Like Mary, we who live on the Easter side of Jesus’ life, death, and resurrection know how God can reach deep into the recesses of our lives and give us the capacity to face any situation and help us trust Him in spite of our fears.

The writer of our Bible lesson for today, Luke, underscores God’s willingness to reach into the micro-moments of our lives in the very way he tells the story of Gabriel’s announcement--or, what has traditionally been called, annunciation--to Mary. Gabriel, Luke says, went to a town in Galilee called Nazareth, to a virgin named Mary, betrothed to a man named Joseph. You can just picture Gabriel, sent by God, plunging down from heaven into the very guts of life, can't you?

No matter what our fears, God can reach us where we are.

We learn a truth to which an eight year old girl once pointed: “Love is what’s in the room with you at Christmas if you stop opening presents and listen.”

Philips Brooks was a pastor and humanitarian back in the nineteenth century. He once took a trip to the Holy Land, a trip that found him on Christmas Eve, 1865, riding a horse from Jerusalem to Bethlehem. He saw the field where the shepherds received the news of Jesus’ birth in a stable not far away. As he looked around, he could see real-life shepherds watching their sheep in the very same place. It all made him think about the first Christmas and the gift of God Himself come to us.

Once he returned to his hometown of Philadelphia, Brooks wrote a song for his church. It’s a song that you and I have sung many times before.

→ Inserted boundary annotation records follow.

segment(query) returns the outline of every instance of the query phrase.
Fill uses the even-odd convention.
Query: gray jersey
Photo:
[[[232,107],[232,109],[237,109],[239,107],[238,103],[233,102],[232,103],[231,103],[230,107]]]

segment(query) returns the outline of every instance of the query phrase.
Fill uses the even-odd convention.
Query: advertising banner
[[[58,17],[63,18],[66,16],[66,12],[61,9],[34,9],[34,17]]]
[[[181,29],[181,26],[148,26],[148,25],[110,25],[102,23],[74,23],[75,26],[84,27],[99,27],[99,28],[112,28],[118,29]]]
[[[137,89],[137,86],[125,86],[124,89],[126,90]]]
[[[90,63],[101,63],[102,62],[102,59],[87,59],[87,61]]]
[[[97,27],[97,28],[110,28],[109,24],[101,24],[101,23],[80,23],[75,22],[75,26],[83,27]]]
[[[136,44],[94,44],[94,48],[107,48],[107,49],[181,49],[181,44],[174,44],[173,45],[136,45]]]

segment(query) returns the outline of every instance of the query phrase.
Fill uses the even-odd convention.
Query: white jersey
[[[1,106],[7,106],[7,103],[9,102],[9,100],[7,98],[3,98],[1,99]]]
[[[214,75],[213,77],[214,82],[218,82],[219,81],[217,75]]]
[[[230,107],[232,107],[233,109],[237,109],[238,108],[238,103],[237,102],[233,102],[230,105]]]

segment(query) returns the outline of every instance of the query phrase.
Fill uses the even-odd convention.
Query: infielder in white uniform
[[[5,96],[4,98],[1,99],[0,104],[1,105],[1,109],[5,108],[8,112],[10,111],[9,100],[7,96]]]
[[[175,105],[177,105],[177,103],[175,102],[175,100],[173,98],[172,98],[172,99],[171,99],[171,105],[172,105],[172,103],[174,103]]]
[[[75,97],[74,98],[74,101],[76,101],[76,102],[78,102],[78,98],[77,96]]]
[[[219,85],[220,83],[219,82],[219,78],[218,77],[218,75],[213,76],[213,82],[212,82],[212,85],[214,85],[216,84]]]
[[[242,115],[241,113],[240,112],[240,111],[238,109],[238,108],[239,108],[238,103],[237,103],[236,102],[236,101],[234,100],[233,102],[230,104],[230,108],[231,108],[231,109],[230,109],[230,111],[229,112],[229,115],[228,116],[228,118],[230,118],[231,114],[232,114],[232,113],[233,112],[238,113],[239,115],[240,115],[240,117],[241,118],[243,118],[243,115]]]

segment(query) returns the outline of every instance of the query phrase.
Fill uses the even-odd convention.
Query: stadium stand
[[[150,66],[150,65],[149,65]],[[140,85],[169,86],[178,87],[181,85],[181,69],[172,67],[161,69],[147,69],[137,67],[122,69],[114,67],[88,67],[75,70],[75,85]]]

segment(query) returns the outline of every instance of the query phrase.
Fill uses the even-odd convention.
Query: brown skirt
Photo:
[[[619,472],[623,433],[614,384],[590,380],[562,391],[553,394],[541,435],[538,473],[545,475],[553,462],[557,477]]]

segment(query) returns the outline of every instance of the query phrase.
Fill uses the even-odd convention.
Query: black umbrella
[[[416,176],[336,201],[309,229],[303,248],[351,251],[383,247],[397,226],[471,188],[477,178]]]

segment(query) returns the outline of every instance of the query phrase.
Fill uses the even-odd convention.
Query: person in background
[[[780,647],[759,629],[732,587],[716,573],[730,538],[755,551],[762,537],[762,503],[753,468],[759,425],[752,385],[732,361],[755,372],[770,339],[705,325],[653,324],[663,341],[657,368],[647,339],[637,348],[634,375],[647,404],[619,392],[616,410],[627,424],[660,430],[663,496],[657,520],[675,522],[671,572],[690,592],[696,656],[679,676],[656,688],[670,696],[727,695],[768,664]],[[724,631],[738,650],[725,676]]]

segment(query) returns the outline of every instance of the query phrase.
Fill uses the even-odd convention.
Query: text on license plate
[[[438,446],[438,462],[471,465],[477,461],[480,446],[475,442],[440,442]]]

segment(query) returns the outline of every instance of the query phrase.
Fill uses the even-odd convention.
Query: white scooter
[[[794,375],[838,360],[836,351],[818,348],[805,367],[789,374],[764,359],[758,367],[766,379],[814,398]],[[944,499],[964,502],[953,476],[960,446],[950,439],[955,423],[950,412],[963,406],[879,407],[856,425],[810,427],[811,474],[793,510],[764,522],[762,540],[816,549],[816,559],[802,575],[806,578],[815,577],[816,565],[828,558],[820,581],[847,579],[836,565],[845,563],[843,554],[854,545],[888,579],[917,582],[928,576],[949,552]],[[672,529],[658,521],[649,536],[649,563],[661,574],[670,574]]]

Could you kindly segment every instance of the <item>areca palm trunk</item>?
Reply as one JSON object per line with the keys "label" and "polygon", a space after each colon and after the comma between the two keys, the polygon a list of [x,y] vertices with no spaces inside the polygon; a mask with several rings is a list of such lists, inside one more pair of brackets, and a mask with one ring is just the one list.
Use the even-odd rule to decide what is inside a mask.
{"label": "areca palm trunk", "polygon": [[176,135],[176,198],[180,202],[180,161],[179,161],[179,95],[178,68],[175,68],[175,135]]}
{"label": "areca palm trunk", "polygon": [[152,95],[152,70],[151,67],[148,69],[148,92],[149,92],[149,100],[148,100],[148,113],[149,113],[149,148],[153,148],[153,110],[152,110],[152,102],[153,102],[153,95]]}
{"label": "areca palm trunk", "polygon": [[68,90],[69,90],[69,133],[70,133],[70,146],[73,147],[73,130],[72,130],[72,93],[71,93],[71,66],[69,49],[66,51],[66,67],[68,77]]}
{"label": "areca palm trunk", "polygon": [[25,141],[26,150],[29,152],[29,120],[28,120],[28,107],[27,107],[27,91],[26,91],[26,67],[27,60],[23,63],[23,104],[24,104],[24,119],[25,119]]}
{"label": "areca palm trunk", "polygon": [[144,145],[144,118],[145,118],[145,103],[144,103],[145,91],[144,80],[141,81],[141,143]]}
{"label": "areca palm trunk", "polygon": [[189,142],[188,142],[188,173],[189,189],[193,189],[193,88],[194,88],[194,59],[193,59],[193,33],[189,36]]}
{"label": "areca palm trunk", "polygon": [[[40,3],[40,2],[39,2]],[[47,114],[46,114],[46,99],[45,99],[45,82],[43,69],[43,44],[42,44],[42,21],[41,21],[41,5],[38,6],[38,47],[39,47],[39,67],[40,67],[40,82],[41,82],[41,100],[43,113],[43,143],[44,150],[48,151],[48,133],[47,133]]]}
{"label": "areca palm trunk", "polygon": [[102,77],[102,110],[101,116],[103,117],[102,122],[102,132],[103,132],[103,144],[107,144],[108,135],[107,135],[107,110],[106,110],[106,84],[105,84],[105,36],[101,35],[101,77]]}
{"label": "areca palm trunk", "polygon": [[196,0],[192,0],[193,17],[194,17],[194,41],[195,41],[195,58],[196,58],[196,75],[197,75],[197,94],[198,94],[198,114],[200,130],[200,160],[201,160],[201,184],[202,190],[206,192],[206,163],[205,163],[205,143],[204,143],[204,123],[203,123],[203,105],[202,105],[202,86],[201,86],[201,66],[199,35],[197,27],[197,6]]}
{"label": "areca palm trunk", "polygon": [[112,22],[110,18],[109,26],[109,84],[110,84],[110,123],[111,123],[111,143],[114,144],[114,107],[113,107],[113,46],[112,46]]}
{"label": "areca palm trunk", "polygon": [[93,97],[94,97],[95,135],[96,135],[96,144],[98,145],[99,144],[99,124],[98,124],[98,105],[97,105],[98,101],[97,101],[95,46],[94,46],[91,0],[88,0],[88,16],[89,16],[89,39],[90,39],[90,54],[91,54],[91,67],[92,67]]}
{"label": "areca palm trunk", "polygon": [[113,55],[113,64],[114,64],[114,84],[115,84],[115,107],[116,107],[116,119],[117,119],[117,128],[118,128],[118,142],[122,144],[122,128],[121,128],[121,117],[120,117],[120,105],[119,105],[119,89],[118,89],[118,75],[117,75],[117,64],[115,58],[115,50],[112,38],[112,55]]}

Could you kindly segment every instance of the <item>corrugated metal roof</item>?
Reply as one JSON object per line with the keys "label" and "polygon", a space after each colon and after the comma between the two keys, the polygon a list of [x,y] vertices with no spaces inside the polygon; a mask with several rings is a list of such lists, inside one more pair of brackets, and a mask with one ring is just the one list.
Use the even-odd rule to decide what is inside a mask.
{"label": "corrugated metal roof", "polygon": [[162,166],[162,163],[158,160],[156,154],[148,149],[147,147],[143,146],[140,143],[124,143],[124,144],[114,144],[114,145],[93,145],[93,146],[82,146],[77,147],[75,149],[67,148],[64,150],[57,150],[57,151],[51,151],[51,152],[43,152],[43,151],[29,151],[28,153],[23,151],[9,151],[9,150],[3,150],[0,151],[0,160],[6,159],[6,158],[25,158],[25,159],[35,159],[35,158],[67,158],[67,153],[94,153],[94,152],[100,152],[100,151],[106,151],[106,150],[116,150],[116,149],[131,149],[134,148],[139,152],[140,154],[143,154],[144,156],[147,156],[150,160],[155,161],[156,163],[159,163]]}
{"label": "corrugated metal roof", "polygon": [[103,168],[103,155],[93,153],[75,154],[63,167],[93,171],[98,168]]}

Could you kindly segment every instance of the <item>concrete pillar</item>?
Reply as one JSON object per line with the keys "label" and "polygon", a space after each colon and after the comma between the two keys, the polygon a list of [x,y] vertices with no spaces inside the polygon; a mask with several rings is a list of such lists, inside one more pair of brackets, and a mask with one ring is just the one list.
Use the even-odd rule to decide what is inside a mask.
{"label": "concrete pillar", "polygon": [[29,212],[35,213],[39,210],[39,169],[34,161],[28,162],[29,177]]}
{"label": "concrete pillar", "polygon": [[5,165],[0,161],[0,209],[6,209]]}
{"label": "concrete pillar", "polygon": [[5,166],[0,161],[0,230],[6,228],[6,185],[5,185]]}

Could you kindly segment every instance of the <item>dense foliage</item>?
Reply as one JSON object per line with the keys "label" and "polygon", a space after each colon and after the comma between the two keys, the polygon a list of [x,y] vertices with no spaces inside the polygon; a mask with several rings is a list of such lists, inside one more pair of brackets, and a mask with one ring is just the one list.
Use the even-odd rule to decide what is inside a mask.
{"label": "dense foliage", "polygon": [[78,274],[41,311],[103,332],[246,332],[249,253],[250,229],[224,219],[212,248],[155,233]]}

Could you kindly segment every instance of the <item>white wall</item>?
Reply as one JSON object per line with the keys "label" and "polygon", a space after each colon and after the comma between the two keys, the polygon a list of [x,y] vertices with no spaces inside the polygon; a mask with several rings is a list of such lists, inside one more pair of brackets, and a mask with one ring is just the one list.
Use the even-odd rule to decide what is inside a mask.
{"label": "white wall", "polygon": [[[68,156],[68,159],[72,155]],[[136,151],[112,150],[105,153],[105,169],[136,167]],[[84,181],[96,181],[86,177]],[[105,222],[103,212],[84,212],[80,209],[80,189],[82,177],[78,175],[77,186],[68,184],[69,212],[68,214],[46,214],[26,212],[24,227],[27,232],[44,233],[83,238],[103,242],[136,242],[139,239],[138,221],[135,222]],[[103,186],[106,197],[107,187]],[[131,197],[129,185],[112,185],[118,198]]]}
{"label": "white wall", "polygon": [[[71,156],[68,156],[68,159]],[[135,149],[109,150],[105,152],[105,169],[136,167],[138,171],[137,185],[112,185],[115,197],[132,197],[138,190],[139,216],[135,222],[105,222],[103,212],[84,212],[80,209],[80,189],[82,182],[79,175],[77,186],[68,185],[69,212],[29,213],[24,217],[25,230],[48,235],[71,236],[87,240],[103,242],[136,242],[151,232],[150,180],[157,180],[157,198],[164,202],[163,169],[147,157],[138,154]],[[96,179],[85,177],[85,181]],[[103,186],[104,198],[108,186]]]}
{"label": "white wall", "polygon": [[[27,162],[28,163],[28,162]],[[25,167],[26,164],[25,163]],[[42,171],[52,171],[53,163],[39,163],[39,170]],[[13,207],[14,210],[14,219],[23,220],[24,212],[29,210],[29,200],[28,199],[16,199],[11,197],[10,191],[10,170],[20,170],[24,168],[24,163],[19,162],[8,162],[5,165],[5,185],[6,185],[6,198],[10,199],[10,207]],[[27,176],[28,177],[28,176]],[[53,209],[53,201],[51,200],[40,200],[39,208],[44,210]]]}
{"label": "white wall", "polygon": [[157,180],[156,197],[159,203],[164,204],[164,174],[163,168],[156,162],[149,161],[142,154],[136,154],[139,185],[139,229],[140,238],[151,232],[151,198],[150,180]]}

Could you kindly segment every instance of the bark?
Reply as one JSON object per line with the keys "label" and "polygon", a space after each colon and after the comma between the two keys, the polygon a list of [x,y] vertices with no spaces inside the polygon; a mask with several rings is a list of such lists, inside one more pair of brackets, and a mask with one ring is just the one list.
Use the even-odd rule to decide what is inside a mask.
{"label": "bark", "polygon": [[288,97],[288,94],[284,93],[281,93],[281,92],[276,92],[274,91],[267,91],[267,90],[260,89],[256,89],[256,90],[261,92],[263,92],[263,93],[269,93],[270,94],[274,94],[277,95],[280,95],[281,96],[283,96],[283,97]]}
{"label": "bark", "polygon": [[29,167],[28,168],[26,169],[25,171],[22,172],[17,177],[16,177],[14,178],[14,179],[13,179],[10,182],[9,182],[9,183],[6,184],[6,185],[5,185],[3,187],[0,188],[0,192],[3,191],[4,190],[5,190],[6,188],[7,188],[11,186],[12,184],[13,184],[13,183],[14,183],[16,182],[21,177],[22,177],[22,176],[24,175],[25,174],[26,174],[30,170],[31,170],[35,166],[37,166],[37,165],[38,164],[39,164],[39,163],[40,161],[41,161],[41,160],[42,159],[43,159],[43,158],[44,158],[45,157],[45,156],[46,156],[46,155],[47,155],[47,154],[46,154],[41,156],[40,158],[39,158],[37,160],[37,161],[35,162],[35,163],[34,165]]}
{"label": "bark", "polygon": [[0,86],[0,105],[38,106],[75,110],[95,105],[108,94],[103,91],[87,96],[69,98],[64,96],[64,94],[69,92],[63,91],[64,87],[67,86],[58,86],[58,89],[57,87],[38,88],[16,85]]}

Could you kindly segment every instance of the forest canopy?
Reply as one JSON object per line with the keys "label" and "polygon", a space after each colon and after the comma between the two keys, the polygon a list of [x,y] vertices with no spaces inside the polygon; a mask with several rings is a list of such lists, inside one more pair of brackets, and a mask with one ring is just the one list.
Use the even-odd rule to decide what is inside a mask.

It came about because there in the Holy Land, Brooks contemplated the closeness of God to us even in the most daunting of situations and how the God Who died and rose can turn every heartache, every grief, every sorrow into eternal joy, endless hope, and unending life with God.

Think of all that the next time you sing the words:
O little town of Bethlehem, how still we see thee lie,
Above thy deep and dreamless sleep, the silent stars go by...
Sing it with me:
Yet in thy dark streets shineth, the everlasting light,
The hopes and fears of all the years are met in thee tonight.
Whatever your fears today, do not be afraid. Act on your faith in spite of your fears and your fears will be banished.
Ask a friend to worship.

Reach out to someone you’re sure hates you.

Give more than you’re capable of giving. (That one’s hard for me.)

Tell somebody that you’re sorry.

Offer to pray for someone at work.
Whatever your fear, act on faith instead.

God is near. He is with you. He is for you, just as He's for every person you'll meet this week. He will receive the sinner who turns from sin and make them brand new. He will receive the hopeless who fall into His arms and He'll give them hope that never dies. He will take those of only small trust in Him and turn them into giants of faith!

Like Mary, allow yourself to be God’s servant and let Him have His way in your life!


[The true story of Marion Brenish was brought back to my memory by Pastor Michael Foss' sermon on this text. Foss retold it in his words and I retold it in mine. All the facts remain true. The story appeared in Chicken Soup for the Christian Soul.

[I've read the story of Phillips Brooks' composition, O Little Town of Bethlehem, many times. Most recently, I saw it in Christmas Is...A Treasury of Meditations, Stories, and Quotes.]